UPDATED 14:38 EST / JUNE 05 2012

HP Helps Deliver Mobility for Australian Students

theCube began its live coverage of the ~11,000-attendee HP Discover conference in Las Vegas today. Wikibon founder Dave Vellante and Wikibon analyst Stu Miniman kicked off the interviews with Gregory Bell, an HP customer and Head of Technical Services for Ballarat Grammar School in Australia. Located one hour outside of Melbourne, Ballarat Grammar is host to roughly 1,400 students ages 3-17 and is supported by a staff of 200. A 12-year veteran at the school, Greg’s main objective is to keep all of the flashing lights green, preventing them from turning red or yellow.

Pointing out that Ballarat Grammar is an HP shop through and through, Vellante asks Bell how they deal with competitors when it comes time to purchasing new equipment. “We most certainly look at other vendors for servers, storage, notebooks, etc. – we put them all on the table, make our comparisons, and perform our due diligence,” said Bell. “HP consistently wins – not just on price, even though we get volume discounts, but on build quality as well.” Ballarat Grammar is on its fifth year of using HP tablets for its staff. The most recent purchase included analysis of 4-5 vendors. “HP won easily,” said Bell.

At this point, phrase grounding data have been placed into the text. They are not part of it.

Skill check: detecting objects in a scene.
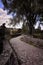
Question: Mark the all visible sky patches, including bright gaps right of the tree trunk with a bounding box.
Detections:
[0,0,43,30]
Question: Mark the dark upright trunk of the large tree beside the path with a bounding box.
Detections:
[27,13,35,35]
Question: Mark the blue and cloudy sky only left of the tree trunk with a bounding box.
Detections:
[0,0,22,28]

Bell described one of Ballarat Grammar’s more recent and tasking projects driven by the school’s initiative to provide a 1:1 pairing program for its senior students. With this program, the school opted to provide every student and staff member with his/her own HP Netbook running Windows 7 and a copy of the full version of Microsoft Office. Ballarat Grammar’s biggest hurdle with this initiative? Handling all of the additional devices connecting to the network via mobile hotspots throughout the school. Here are some of the key challenges that HP helped Bell overcome:

  • Getting down to a single wireless network for the entire campus whereas they used to have four — HP helped Bell move to a single 802.11n network to accommodate connections and bandwidth.
  • The classrooms are very close to each other and Bell was experiencing channel collisions. Again, the move to 802.11n allowed Bell to set dynamic/static channels to avoid the conflicts and collisions.
  • At any given time, the network could have as many as 500 mobile devices connected; HP’s wireless network and servers, 99% of which are virtualized, are running Windows in VMware and are managed by vCenter, allowing up to 900 devices to connect at any given time – all viewing rich content such as classroom videos from YouTube.
  • The students need to be able to access their school content anytime, anywhere, from any device. While the project has not been completed, HP is helping Bell to identify and deploy a network access control (NAC) program that will allow both school-provisioned devices and each student’s own personal device(s) to access the school network.

When asked by Vellante about Ballarat Grammar’s position on “the Cloud” Bell replied “not much.” Bell is not a fan of the hype surrounding the public Cloud. “We’re not keen on trusting other peoples’ privacy policies; we don’t want our student and staff information residing outside our own network,” Bell added.